September 26, 20175 min

I have always had a soft spot for dark comedies, as there is just something about them that warm my heart. I mean don’t get me wrong I enjoy all comedies, but it’s the seriousness of the dark ones that get me. Growing up, one of my favorite films was “Heathers”, in which a couple of teens who don’t quite fit in help off the popular kids in school. I mean raise your hand if you didn’t think of doing that when you were in school. I am glad no one raised his or her hands, because that would just be evil?

You know though who could fit into that category? Lily( Ayna Taylor-Joy) , which seems to be not too rare of a thing when it comes to feeling towards stepfathers. Lily though might only think of doing that, but all we ever need sometimes is a little push to carry through. That push comes in the form of an old friend in Amanda (Olivia Cooke), who Lily has gotten reacquainted with after few years of ignoring her. It didn’t start off as a dark act that brought the girls back together, instead it was Amanda’s mother asking Lily to help Amanda study. It is during those study sessions, with Amanda’s total lack of emotions that Lily tells Amanda how she really feels about her. With her newfound appreciation of honesty, Amanda is able to get the truth out of how Lily really feels about her stepfather Mark (Paul Sparks). So together Lily and Amanda come up with a plan to get rid of him, all they need is a fall guy. They find that guy in Tim (Anton Yelchin), a small time drug dealer, who the girls try and blackmail to carry out their deed. When that fails a new course is taken, decisions must be made for Lily to get what she wants, no matter the cost.
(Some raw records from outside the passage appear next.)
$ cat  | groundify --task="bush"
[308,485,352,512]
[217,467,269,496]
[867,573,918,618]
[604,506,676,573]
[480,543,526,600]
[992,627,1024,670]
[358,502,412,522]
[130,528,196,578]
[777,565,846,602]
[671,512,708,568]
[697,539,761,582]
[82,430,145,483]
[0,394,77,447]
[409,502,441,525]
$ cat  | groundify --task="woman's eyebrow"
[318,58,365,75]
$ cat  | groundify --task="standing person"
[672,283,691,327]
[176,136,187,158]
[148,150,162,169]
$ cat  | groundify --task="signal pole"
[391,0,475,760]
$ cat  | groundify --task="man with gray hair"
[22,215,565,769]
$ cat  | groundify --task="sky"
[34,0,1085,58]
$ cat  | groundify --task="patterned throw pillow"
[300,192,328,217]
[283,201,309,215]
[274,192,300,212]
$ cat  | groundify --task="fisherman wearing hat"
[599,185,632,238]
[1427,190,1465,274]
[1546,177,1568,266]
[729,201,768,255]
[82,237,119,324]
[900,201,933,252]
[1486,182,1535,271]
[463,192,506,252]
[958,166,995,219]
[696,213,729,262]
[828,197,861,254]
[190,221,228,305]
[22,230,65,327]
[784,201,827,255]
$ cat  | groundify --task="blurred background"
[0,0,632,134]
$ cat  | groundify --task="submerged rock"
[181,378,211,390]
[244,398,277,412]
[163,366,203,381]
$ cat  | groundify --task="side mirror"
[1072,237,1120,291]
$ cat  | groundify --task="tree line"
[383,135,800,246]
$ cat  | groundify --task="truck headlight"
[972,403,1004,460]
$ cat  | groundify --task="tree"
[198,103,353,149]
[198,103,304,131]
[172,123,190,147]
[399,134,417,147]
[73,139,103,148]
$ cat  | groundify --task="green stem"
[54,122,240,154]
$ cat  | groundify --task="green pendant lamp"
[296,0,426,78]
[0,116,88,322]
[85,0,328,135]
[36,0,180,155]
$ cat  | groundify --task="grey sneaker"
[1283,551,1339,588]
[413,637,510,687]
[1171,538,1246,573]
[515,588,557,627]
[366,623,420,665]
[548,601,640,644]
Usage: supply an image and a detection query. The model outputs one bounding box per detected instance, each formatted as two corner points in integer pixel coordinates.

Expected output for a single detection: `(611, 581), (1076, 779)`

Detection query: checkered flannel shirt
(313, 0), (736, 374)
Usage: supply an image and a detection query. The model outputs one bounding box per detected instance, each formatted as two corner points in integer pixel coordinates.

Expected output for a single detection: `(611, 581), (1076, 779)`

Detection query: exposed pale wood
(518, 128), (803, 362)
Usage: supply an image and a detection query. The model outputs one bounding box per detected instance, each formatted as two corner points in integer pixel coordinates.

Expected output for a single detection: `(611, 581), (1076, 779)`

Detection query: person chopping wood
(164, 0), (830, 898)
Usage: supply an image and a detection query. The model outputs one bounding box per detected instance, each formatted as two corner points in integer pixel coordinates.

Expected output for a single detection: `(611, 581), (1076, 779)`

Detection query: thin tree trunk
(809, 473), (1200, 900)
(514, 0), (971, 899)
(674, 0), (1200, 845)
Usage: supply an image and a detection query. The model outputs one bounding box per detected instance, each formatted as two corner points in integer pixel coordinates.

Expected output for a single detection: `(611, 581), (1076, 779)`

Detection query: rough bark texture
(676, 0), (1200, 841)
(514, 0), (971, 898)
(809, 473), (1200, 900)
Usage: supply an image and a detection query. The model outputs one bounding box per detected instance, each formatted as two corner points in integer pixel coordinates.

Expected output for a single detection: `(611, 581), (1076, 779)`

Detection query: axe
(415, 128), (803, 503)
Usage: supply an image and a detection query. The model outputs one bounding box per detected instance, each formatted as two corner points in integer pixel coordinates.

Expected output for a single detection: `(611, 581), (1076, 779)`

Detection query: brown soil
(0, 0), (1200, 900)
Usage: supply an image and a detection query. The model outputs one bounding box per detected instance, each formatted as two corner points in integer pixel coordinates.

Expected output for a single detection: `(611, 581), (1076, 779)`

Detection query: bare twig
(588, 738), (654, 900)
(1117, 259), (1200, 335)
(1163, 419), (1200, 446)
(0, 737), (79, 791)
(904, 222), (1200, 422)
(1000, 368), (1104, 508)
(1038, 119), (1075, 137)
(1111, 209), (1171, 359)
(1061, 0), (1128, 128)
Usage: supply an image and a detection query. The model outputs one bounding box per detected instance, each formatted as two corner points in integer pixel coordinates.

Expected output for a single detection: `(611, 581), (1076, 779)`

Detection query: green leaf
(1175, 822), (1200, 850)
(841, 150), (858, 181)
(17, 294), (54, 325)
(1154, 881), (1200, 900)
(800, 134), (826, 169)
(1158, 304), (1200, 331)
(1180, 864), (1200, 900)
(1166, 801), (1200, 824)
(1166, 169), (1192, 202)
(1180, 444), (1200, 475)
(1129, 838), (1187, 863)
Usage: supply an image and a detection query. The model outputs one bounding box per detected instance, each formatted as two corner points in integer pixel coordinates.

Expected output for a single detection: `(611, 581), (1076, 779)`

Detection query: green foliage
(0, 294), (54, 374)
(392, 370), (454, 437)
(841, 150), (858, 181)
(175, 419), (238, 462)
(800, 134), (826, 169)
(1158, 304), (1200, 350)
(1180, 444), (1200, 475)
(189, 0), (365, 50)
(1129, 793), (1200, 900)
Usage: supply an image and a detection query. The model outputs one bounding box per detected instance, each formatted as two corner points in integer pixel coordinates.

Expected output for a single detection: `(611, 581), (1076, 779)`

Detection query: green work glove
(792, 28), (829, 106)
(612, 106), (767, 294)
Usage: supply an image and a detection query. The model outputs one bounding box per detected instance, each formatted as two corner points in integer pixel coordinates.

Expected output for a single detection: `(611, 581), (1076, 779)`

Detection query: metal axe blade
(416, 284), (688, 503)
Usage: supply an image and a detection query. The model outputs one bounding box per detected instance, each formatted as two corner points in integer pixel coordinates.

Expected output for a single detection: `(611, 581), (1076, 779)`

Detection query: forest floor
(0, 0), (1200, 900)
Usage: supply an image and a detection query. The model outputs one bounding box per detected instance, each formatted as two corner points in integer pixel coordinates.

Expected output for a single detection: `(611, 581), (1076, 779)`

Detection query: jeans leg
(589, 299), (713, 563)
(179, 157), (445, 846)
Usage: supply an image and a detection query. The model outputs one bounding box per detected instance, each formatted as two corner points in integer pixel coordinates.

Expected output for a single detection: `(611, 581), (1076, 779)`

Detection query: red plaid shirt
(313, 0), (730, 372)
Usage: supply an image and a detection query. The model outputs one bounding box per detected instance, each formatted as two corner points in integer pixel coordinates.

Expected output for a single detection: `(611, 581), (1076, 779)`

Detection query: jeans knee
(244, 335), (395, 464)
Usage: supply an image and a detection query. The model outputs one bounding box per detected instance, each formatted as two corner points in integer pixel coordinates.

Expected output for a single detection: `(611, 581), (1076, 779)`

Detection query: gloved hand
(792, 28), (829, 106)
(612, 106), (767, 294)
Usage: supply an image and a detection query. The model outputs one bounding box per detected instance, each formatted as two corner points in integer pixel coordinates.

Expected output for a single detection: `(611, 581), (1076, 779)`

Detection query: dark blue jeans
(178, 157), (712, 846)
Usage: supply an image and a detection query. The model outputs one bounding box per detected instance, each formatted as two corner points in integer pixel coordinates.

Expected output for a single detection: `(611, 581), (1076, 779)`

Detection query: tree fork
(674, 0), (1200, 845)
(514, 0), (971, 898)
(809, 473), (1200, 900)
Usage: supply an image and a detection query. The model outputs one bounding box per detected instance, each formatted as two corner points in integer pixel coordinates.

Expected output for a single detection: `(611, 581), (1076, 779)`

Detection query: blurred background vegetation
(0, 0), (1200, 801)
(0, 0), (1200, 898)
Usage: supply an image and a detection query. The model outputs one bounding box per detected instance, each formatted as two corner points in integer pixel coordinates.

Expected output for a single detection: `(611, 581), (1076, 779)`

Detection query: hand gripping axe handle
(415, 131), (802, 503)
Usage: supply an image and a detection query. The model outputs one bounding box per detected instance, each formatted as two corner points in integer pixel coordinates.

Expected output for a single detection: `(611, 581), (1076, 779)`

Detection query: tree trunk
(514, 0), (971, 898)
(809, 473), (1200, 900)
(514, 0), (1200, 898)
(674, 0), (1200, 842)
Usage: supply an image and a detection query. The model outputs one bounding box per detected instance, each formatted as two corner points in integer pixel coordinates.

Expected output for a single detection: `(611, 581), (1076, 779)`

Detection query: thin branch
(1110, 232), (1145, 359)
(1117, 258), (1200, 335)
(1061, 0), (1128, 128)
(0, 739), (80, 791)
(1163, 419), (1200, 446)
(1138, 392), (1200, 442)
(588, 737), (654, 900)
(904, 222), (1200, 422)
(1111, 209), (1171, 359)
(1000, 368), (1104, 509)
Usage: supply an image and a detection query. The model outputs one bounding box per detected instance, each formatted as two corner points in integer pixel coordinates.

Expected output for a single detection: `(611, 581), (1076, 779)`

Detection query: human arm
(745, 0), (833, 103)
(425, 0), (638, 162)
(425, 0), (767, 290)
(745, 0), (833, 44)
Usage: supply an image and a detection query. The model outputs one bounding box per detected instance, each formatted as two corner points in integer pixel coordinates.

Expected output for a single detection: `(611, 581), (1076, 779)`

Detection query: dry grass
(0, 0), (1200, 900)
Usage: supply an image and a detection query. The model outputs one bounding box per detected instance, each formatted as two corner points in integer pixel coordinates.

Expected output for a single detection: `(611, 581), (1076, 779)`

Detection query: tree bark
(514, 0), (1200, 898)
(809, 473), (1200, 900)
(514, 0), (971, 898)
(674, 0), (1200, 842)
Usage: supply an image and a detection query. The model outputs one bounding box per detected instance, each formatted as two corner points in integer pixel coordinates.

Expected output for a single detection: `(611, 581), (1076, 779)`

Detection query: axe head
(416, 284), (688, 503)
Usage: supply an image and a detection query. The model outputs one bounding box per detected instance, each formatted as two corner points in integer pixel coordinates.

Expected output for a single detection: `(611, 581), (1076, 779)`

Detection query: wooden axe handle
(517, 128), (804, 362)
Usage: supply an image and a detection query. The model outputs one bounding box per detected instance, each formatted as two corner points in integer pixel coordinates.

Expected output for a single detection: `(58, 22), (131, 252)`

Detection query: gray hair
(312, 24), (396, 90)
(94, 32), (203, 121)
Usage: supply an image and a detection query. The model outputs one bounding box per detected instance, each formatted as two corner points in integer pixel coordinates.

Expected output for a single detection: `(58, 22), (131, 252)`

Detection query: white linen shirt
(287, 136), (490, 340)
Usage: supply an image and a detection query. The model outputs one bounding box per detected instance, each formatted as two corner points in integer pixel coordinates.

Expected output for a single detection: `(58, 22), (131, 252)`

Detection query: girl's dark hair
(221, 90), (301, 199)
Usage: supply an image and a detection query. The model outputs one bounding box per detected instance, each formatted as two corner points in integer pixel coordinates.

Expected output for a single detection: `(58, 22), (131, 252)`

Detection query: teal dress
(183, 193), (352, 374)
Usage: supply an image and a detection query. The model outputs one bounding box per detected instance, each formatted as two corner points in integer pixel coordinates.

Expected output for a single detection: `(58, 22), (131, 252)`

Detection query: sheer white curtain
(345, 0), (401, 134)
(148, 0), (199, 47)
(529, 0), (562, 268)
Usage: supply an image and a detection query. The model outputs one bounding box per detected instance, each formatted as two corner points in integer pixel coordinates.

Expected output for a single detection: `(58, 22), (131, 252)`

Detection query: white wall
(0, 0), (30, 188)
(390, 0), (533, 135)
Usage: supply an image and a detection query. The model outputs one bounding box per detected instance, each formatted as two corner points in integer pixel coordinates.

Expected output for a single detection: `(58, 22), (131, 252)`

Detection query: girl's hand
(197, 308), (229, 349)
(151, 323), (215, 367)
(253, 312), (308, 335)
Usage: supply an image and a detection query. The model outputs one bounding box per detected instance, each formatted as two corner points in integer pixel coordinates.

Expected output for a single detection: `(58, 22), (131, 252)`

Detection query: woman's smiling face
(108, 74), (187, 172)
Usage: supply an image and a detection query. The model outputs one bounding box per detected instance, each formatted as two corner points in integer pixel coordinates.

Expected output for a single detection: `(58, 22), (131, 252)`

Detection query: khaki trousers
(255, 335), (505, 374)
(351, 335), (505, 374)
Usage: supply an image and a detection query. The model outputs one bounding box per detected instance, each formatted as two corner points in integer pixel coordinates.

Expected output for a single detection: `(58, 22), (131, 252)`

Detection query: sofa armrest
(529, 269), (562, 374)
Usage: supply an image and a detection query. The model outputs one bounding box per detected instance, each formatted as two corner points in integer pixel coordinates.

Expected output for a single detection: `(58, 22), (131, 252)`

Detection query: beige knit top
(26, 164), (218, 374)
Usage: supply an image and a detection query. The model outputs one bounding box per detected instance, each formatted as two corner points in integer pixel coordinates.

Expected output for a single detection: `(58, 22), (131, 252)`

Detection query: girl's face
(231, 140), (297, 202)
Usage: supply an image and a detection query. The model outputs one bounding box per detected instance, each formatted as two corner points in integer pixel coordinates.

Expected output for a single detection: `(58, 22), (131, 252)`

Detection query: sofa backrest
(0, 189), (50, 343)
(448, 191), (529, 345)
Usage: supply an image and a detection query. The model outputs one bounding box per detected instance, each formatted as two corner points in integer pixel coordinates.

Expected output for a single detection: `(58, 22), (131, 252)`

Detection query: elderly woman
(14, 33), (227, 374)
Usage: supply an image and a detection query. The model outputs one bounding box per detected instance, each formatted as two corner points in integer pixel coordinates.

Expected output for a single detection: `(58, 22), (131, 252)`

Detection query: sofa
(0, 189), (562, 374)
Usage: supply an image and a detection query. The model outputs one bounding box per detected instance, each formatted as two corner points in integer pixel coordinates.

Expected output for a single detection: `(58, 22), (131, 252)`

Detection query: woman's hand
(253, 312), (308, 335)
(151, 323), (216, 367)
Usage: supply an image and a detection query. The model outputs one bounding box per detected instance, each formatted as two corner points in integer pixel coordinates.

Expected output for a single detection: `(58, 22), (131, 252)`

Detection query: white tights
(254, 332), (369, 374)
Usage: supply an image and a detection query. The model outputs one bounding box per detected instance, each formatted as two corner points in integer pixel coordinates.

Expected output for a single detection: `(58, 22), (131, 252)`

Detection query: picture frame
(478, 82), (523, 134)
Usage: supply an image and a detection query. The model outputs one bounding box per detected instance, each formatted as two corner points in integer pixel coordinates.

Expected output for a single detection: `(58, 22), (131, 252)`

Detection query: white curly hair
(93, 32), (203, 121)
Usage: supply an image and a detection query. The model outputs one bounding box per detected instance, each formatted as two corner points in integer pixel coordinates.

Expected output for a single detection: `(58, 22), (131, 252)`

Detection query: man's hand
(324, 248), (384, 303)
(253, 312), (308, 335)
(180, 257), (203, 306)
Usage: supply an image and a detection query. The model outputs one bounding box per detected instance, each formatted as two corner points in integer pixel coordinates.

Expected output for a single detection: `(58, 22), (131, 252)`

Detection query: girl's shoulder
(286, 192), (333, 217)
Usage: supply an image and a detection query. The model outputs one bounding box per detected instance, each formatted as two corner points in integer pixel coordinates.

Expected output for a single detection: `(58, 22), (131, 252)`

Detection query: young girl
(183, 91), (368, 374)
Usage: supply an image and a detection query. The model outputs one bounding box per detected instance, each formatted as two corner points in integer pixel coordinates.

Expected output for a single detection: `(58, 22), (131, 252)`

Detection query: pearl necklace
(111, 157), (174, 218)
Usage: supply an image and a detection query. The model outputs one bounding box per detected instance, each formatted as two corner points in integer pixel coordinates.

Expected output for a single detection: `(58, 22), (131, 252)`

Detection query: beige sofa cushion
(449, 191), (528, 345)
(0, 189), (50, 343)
For a good dark comedy a lot of things have to come together. You have to start with the story, but that all would be for nothing if you don’t get the right cast. Writer/director Cory Finley, who had written the film as a play originally, delivers the goods when it comes to a story. While in its earlier forms the story was more of a family drama, as Finley wrote it, two characters stood out from the rest. Cooke and Taylor-Joy, who couldn’t be more perfect, bringing those two characters to life. The chemistry is there and those two bounce off one another so very well making their scenes together delightfully dark. Fun, wicked, and entertaining are three perfect words to describe “Thoroughbreds” and the perfect movie to put your money on.